研究二维(2D)材料构建为三维结构的行为,是为了使这类材料更接近实际应用。研究人员利用二维材料,即二硫化钼(MoS2)和还原氧化石墨烯(rGO),制造出了陀螺三周期最小表面(TPMS)晶格结构,首次在 TPMS 中形成了独立的 MoS2(FSM)晶格和 MoS2 与 rGO 的独立异质结构晶格(FSH)。这些二维材料还与聚二甲基硅氧烷(PDMS)弹性体结合,形成了 FSM/PDMS 和 FSH/PDMS 复合材料。对 FSM、FSH 和复合材料进行了机械表征,包括压缩和循环测试。此外,还进行了机电表征,以评估这些结构的传感潜力。值得注意的是,具有 FSM 或 FSH 的 10 个单元格的弹性模量高于其他同类型晶格。在 10 个单元格中,FSH 的弹性模量往往较高,达到 1504.4 kPa。在 FSH 晶格中加入 PDMS 后,模量更高,达到 3 兆帕。由于脆性断裂,FSM 或 FSH 晶格遵循逐层破坏机制。添加了 PDMS 的样品在这种循环测试中更加稳定,不会出现明显的失效或弹性模量下降。最后,FSH/PDMS 复合材料的 10 个单元晶格在 2.5 mA 时具有最高的电导率,在 0-100 kPa 范围内的灵敏度为 0.365 kPa-1。
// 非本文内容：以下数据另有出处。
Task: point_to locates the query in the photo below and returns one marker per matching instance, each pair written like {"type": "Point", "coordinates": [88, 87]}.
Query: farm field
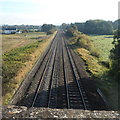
{"type": "Point", "coordinates": [18, 40]}
{"type": "Point", "coordinates": [99, 72]}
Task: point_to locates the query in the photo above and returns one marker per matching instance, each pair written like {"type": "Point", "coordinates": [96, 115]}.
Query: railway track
{"type": "Point", "coordinates": [57, 83]}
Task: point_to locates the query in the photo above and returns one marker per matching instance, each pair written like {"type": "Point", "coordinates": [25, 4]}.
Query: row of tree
{"type": "Point", "coordinates": [115, 56]}
{"type": "Point", "coordinates": [95, 27]}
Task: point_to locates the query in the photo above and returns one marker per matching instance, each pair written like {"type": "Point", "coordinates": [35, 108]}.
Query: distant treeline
{"type": "Point", "coordinates": [48, 28]}
{"type": "Point", "coordinates": [95, 27]}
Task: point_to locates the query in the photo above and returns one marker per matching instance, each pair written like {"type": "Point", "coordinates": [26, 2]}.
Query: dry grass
{"type": "Point", "coordinates": [18, 40]}
{"type": "Point", "coordinates": [23, 71]}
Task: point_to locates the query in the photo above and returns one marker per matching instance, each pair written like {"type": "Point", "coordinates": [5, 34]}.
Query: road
{"type": "Point", "coordinates": [61, 81]}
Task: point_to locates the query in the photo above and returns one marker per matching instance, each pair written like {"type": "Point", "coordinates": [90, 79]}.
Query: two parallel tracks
{"type": "Point", "coordinates": [57, 83]}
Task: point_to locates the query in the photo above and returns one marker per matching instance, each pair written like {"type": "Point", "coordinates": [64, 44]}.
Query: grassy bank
{"type": "Point", "coordinates": [18, 40]}
{"type": "Point", "coordinates": [95, 52]}
{"type": "Point", "coordinates": [18, 61]}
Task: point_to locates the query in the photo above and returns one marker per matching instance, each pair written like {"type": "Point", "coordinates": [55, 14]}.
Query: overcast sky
{"type": "Point", "coordinates": [38, 12]}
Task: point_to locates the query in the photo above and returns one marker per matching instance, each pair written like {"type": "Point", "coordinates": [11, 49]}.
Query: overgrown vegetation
{"type": "Point", "coordinates": [99, 27]}
{"type": "Point", "coordinates": [82, 40]}
{"type": "Point", "coordinates": [95, 51]}
{"type": "Point", "coordinates": [13, 61]}
{"type": "Point", "coordinates": [115, 56]}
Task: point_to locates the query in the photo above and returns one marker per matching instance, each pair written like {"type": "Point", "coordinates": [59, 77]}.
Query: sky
{"type": "Point", "coordinates": [38, 12]}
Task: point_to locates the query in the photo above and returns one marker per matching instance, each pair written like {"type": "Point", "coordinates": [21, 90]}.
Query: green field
{"type": "Point", "coordinates": [104, 44]}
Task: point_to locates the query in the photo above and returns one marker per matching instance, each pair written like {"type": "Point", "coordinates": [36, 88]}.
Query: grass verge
{"type": "Point", "coordinates": [18, 62]}
{"type": "Point", "coordinates": [98, 66]}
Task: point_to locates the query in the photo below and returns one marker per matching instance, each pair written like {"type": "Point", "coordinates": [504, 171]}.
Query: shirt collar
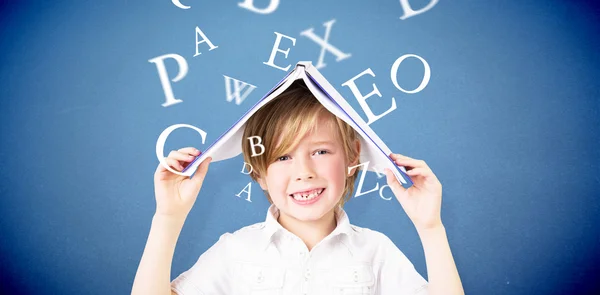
{"type": "Point", "coordinates": [272, 226]}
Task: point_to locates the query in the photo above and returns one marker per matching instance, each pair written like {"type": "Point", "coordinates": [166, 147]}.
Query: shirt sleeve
{"type": "Point", "coordinates": [398, 275]}
{"type": "Point", "coordinates": [210, 274]}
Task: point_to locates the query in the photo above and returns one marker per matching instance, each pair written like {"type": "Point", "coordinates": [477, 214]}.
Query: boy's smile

本文章由计算机程序翻译,如有差异,请以英文原文为准。
Three-dimensional free-standing heterostructures out of MoS2 and rGO with infused PDMS towards electromechanical pressure sensing
The behavior of two-dimensional (2D) materials constructed as three-dimensional structures is studied to bring such materials one step closer to the real-life application. Lattices structures of gyroid triply periodic minimal surface (TPMS) were fabricated out of 2D materials, namely, molybdenum disulfide (MoS2), and reduced graphene oxide (rGO), forming for the first time free-standing MoS2 (FSM) lattice and free-standing hetero-structural lattice of MoS2 and rGO (FSH) out of TPMS. These 2D materials were also integrated with polydimethylsiloxane (PDMS) elastomer, forming FSM/PDMS and FSH/PDMS composites. Mechanical characterization, including compression and cyclic tests, were conducted on FSM, FSH, and the composites. Additionally, electromechanical characterization was conducted to evaluate the sensing potential of these structures. It is worth noting that the elastic modulus of the 10 unit-cells with either FSM or FSH was higher than the other lattices of the same type. FSH tends to have a higher modulus at 1504.4 kPa in the 10 unit-cells. This modulus is even higher at 3 MPa when PDMS is added to the FSH lattice. Due to the brittle fracture, FSM or FSH lattices follow the layer-by-layer failure mechanism. Samples with PDMS are more stable towards such cyclic tests without noticeable failures or a decrease in elastic modulus. Finally, the 10 unit-cell lattices of FSH/PDMS composite have the highest conductivity at 2.5 mA, and a comparable sensitivity at 0.365 kPa−1 over the range of 0–100 kPa.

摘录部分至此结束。